Open Access News

News from the open access movement


Sunday, May 25, 2008

Green OA and open data

On Thursday, Peter Murray-Rust posted some thoughts on open data in chemistry.  When I blogged them, I added this comment:

I follow and agree with all of this, with one exception:  [PMR said,] "Green Open Access is irrelevant to Open Data (I think it makes it harder, others disagree)."  I don't understand the claim or the argument, but I  imagine we'll hear more in time.... 

Today Peter responded to my comment in a blog post.  (Thanks, Peter.)  Excerpt:

Green Open Access describes a process - primarily of an author self-archiving her “paper” to an Institutional repository or their own web page. There are mechanisms for indexing repositories....

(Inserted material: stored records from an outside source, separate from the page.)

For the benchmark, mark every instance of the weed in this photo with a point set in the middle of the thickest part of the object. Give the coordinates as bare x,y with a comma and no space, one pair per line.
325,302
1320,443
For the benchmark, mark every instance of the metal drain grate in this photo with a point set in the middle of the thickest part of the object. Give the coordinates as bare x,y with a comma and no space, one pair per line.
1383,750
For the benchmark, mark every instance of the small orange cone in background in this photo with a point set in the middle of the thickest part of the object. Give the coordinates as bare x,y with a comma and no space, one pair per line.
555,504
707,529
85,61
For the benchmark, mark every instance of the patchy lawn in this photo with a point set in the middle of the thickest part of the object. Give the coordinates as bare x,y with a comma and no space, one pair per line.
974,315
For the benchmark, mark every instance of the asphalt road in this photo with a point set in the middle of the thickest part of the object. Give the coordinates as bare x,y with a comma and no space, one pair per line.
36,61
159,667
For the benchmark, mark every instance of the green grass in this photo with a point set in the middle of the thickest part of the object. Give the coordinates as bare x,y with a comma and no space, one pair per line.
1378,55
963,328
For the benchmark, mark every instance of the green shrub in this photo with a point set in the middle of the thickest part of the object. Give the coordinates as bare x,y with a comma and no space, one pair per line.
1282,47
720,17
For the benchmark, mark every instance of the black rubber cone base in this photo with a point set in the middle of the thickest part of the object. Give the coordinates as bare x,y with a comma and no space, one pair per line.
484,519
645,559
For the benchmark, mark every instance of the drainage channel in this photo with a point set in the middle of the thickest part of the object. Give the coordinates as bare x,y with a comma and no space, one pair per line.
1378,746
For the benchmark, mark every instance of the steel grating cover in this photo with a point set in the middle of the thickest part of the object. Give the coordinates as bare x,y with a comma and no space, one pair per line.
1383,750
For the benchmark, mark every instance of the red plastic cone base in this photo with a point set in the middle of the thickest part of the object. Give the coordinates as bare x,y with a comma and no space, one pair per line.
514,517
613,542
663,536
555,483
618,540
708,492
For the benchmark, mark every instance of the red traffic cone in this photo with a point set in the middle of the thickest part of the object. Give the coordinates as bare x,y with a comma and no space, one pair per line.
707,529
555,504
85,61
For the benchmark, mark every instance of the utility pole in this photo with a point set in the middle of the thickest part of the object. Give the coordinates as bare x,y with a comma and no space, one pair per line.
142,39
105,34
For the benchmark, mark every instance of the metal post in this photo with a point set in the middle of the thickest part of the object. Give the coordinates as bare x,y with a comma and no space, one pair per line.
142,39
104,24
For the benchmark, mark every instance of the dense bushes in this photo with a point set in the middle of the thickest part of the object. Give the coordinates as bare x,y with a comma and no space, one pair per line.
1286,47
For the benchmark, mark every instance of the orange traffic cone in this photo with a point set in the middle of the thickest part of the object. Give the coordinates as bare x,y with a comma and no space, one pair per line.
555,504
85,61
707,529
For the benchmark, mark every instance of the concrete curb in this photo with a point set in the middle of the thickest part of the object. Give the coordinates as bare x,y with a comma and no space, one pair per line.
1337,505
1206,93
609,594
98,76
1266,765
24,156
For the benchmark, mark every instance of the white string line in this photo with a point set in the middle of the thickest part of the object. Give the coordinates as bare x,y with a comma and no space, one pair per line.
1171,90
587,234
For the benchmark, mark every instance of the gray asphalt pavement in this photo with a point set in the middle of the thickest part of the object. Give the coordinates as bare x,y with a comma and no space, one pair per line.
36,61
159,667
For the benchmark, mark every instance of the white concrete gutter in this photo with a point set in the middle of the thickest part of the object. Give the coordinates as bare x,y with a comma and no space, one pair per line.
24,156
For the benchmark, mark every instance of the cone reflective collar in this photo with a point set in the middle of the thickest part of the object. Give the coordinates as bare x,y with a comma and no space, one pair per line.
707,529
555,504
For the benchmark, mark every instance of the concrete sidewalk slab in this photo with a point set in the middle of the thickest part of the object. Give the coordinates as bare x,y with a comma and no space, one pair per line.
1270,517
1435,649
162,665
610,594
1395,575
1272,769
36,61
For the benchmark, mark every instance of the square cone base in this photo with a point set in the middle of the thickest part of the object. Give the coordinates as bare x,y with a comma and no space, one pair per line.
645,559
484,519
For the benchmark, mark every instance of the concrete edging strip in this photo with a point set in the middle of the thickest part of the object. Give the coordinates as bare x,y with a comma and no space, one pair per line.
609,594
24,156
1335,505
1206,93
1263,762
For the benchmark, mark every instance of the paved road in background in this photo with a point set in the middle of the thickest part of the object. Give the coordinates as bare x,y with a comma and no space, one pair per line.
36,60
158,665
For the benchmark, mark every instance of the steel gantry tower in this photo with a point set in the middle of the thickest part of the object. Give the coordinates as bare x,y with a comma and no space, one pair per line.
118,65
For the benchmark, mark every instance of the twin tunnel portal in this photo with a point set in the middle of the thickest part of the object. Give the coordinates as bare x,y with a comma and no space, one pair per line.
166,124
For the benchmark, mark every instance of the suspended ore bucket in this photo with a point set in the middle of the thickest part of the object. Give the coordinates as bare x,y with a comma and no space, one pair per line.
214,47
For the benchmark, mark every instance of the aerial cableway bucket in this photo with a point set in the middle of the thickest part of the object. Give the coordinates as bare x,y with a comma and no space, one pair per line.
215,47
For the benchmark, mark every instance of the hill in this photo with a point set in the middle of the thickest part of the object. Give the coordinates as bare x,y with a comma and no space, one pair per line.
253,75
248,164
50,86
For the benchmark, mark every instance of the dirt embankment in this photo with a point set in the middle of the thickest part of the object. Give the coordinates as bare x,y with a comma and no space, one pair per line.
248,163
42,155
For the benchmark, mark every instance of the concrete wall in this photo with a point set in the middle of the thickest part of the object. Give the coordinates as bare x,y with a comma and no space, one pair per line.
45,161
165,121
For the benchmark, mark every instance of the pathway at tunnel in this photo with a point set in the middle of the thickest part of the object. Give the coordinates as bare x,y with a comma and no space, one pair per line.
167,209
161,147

Green Open Access results in the full-text (versions may vary) of a paper being publicly visible, indefinitely, without price barriers. There are no default permissions - Green does not per se remove any permission barriers. In particular GOA does not actively support the extraction of data (of course an author may be permitted by some publishers to allow data extraction)....

GreenOA does not, in general, say anything about copyright or licences. The paper may or may not carry a publisher’s copyright, an author’s copyright and (frequently) none. There is almost never a formal licence. There is almost always no formal statement of policy for re-use....

There is no explicit mention in the GreenOA upload model for items other than the “full-text”. The repositories may provide such support but - at least in the early days - the focus was completely on full-text only....

I hope we can all agree on these and I’ll start making my argument here....

So by default GreenOA items are designed to be human-visible but without any support for Data, in any of upload, legal access and technical access. The primary goal of Stevan Harnad - expressed frequently to me and others - is that we should strive for 100% GOA compliance and that discussions on Open Data, licences and other matters are a distraction and are harmful to the GOA process. I suspect that many other do not take such a strong position. However if Open Data is irrelevant or inimical to GOA then it is hard to see GOA as supportive of Open Data.

However my main argument is that lack of support for Open Data in GOA is potentially harmful to the Open Data movement. Let’s assume that Stevan’s approach succeeds and we get 100% of papers in repositories through University mandates, funders et. al. (I’ll exclude chemistry from the argument). GOA will encourage the deposition of full-text only.

So a GreenOA paper may often be a cut-down, impoverished, version of what is available - for a price - on the publishers website. It may, and usually will, lack the supporting information (supplemental data). It will probably not reproduce any permissions that the publisher actually allows. So - if we concern ourselves with matters other than human eyeballs and fulltext - it is almost certainly a poorer resource than the one on the publisher site....

So my major concern is that GreenOA will lead to substandard processes for publishing scientific data. I’d be happy to find Repositories that insist on data upload. I doubt they are common.

So here is a challenge to the community: How many instances are there of crystallographic data (CIF) self-archived with GreenOA papers. It’s allowed to archive the data. There are enough publishers (Wiley, Elsevier, Springer) who allow GreenOA. If no-one can find examples then again I would justify the use of “irrelevant”....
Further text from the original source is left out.